I have a background in silverware and none whatsoever in refining - so I know how much silver was originally plated onto flatware but I have no idea what the cost is to remove it. So my question is simply what is the cost to remove the silverplate from say 10,000 silverplate forks? Furthermore, what is the standard method for doing this - does the technology exist to do this effectively (ie recover the majority of silver on the fork)? Simply put, how much would it cost me to recover the silver from 10,000 silverplate forks and what percent of the silver on the forks could I expect to recover? Which refining company would be able to help me with this?


----------



## goldsilverpro (Nov 22, 2010)

I may be wrong, but I doubt if you can find a refiner that would accept that job. There is really no good way that I know of to process this material. However, I did come up with an electrolytic cyanide method, years ago, that worked pretty well. To use it, you would either have to rack the pieces individually or use a barrel plater. A second possibility is to use the sulfuric stripper - however, you'll have to figure out how to get the silver out of the sulfuric. Thirdly, you could use hot 95 sulfuric/5 nitric, but that is dangerous, slow, and probably expensive.

Here's a list of the various standard specifications of silverplate from the Butts and Coxe silver book. I don't know whether the items are stamped this way, or not, but I think many are.

Half plate - 1 tr.oz. of silver per gross (144 pieces) of teaspoons
Standard plate - 2 oz/gross
Double plate - 4 oz/gross
Triple plate - 6 oz/gross
Quadruple plate - 8 oz/gross
Federal Specification - 9 oz/gross

The silver thickness on these ranges from .00015" to .00125". At a $27 silver spot, that figures from $0.022 to $0.187 per square inch of surface area.

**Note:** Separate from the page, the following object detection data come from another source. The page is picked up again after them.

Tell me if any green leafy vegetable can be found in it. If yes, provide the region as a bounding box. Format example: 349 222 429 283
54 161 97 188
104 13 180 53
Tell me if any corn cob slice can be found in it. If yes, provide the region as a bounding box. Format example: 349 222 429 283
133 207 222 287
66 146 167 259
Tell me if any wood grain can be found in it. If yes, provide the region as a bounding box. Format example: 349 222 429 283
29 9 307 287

*BTW*, here's an easy new way to convert plating thicknesses to dollars per square inch.

For Gold: (plating thickness in inches) x 10.18 x spot price = $ value/square inch
For silver: (plating thickness in inches) x 5.53 x spot price = $ value/square inch

Why this works:

Please note that the plating thickness in inches = the number of cubic inches of one square inch. Example: .00015" x 1" x 1" = .00015 cu.in.

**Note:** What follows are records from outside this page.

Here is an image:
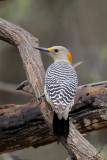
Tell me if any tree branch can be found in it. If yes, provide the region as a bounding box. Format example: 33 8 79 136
0 19 105 160
0 82 31 97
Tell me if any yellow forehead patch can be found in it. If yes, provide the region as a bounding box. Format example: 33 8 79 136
68 52 72 64
48 47 52 51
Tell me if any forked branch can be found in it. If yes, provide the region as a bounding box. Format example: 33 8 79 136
0 19 106 160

A cu.in. of gold weighs 10.18 tr.oz. A cu.in. of silver weighs 5.53 tr.oz.

In practice, the values run slightly less, since the density of plating is always slightly less than the theoretical density, due to alloying ingredients, inclusions, and/or porosity.


----------



## Anonymous (Nov 22, 2010)

What about 1,000,000 plated forks? You know what you are doing and I have the material so why don't we work together on this?


----------



## goldsilverpro (Nov 22, 2010)

silverscrape said:


> What about 1,000,000 plated forks? You know what you are doing and I have the material so why don't we work together on this?



Explain what you have in mind more fully. PM me if you want.


----------



## adarnametal (Feb 15, 2011)

This seems like a Nigerian scam :lol: 1 000 000 silverplated forks??
Where did you find all these?
I am starting trading silverplate now, I will tell you in one month if it was profitable!


----------